Block’s AI-related layoffs were particularly painful, as the workforce was cut by a whopping 40%.
“I would encourage everybody, including my fellow CFOs, to just be curious and using the tools,” Block CFO Amrita Ahuja told Yahoo Finance about the decision. “You often don’t get the ‘aha moment’ until you realize you’ve automated a piece of your work — something that might have taken days before can now take hours or less.”
Oracle’s layoffs were nothing to sneeze at either.
With billionaire founder Larry Ellison still pulling the strings, it reportedly laid off up to 30,000 workers across the US, Mexico, and other countries on April 1.
Over 52,000 US tech employees were laid off within the first three months of 2026, according to an analysis done by Challenger, Gray and Christmas.

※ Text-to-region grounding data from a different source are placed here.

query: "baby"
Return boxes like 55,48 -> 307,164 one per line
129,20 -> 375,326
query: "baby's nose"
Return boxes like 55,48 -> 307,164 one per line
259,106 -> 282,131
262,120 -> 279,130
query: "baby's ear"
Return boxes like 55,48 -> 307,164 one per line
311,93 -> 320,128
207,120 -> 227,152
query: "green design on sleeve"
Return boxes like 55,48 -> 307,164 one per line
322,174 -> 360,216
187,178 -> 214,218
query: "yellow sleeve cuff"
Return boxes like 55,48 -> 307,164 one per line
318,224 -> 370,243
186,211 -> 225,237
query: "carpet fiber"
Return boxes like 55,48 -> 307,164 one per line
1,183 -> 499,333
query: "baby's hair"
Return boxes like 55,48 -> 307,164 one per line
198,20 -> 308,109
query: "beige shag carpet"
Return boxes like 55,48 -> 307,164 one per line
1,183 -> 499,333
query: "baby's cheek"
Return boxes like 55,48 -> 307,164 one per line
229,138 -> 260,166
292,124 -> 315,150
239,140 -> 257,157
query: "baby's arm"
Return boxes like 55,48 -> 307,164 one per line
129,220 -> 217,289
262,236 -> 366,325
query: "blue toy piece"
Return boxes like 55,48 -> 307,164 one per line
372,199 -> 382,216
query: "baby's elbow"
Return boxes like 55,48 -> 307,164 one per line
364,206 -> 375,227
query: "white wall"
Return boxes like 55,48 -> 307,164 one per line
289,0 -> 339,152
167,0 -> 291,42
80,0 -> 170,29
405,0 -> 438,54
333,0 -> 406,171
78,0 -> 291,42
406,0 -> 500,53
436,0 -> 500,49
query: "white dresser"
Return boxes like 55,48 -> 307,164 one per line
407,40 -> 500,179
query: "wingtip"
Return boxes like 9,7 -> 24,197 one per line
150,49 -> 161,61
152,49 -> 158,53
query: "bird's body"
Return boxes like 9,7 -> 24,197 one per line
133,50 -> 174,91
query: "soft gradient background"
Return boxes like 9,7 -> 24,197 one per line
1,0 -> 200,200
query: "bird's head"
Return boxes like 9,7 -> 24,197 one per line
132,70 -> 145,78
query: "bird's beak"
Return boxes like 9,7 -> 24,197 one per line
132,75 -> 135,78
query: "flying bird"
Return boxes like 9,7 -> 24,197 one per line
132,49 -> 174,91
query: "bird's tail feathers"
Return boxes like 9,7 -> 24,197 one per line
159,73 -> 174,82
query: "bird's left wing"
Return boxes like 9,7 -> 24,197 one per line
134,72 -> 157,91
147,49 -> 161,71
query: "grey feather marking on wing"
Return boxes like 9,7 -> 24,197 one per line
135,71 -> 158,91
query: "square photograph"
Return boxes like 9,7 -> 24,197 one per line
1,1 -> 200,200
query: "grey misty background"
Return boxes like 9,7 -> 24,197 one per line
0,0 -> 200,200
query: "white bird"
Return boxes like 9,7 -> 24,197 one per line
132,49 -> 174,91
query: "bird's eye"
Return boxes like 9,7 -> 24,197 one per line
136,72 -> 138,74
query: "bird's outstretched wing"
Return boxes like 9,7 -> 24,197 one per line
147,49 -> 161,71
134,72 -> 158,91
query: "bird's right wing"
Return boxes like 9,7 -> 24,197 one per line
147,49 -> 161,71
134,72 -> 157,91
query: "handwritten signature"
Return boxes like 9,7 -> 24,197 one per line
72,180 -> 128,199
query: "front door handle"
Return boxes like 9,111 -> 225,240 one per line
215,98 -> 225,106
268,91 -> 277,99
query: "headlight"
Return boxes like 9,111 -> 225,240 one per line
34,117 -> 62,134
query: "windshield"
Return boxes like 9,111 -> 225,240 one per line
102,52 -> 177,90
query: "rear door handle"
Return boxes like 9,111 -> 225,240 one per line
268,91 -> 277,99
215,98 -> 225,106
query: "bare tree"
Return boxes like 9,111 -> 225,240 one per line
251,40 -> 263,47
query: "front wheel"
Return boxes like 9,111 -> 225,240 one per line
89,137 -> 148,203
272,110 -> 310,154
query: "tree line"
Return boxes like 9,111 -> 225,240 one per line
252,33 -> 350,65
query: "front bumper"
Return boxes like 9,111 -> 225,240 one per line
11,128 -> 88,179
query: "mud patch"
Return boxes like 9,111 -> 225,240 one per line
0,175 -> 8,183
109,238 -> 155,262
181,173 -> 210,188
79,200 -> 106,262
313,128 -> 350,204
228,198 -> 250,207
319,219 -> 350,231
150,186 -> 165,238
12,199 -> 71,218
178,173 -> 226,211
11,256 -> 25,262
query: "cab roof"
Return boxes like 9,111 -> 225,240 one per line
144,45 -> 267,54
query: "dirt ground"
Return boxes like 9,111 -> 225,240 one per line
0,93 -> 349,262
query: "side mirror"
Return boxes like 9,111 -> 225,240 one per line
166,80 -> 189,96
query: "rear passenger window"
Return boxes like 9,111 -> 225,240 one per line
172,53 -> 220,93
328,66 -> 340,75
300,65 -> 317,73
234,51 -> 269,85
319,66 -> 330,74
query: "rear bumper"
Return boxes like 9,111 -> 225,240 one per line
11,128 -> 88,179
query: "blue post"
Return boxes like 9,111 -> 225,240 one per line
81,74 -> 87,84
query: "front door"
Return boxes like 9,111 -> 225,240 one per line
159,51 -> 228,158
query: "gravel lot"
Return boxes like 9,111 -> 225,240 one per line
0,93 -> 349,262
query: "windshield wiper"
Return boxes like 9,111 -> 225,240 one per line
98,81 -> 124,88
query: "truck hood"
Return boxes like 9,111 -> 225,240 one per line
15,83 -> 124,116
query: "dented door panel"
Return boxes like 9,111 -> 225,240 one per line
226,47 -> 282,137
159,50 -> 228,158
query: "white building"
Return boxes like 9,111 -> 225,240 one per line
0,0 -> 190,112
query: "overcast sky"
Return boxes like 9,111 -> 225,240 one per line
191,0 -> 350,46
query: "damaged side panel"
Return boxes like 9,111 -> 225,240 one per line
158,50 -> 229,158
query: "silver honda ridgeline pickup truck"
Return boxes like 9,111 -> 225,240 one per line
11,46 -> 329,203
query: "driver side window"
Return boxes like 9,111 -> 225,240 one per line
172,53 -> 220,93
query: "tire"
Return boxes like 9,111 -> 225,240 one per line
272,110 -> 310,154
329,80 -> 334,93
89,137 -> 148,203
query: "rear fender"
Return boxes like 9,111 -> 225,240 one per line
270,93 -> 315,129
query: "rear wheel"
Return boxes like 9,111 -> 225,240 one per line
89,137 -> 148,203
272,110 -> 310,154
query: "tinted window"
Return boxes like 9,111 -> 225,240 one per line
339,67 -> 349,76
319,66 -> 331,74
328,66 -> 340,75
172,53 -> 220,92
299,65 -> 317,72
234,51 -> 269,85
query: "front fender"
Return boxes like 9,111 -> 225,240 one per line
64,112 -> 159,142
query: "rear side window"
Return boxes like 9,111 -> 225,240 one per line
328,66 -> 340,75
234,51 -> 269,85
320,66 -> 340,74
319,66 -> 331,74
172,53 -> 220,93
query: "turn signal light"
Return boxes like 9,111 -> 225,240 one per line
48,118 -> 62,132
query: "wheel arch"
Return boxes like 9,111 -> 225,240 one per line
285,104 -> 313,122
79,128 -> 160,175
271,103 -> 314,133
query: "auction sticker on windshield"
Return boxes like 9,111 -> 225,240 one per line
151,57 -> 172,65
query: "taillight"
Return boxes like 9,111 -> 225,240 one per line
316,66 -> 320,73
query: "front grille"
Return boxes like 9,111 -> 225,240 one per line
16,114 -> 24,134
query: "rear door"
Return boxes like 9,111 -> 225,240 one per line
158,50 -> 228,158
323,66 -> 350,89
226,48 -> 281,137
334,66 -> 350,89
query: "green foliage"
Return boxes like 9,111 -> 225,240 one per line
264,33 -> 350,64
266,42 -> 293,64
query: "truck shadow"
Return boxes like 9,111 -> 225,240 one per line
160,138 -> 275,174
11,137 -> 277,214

A good portion of these layoffs were tied to AI adoption.
The tech industry announced 18,720 job cuts in March, an increase of 40% year over year. It’s the highest year-to-date total for the sector since 2023, when 102,391 job cuts were recorded.
More tech layoffs are likely to come in 2026, Challenger, Gray and Christmas warned.
“Companies are shifting budgets toward AI investments at the expense of jobs,” said Andy Challenger, chief revenue officer for Challenger, Gray & Christmas. “The actual replacing of roles can be seen in technology companies, where AI can replace coding functions. Other industries are testing the limits of this new technology, and while it can’t replace jobs completely, it is costing jobs.”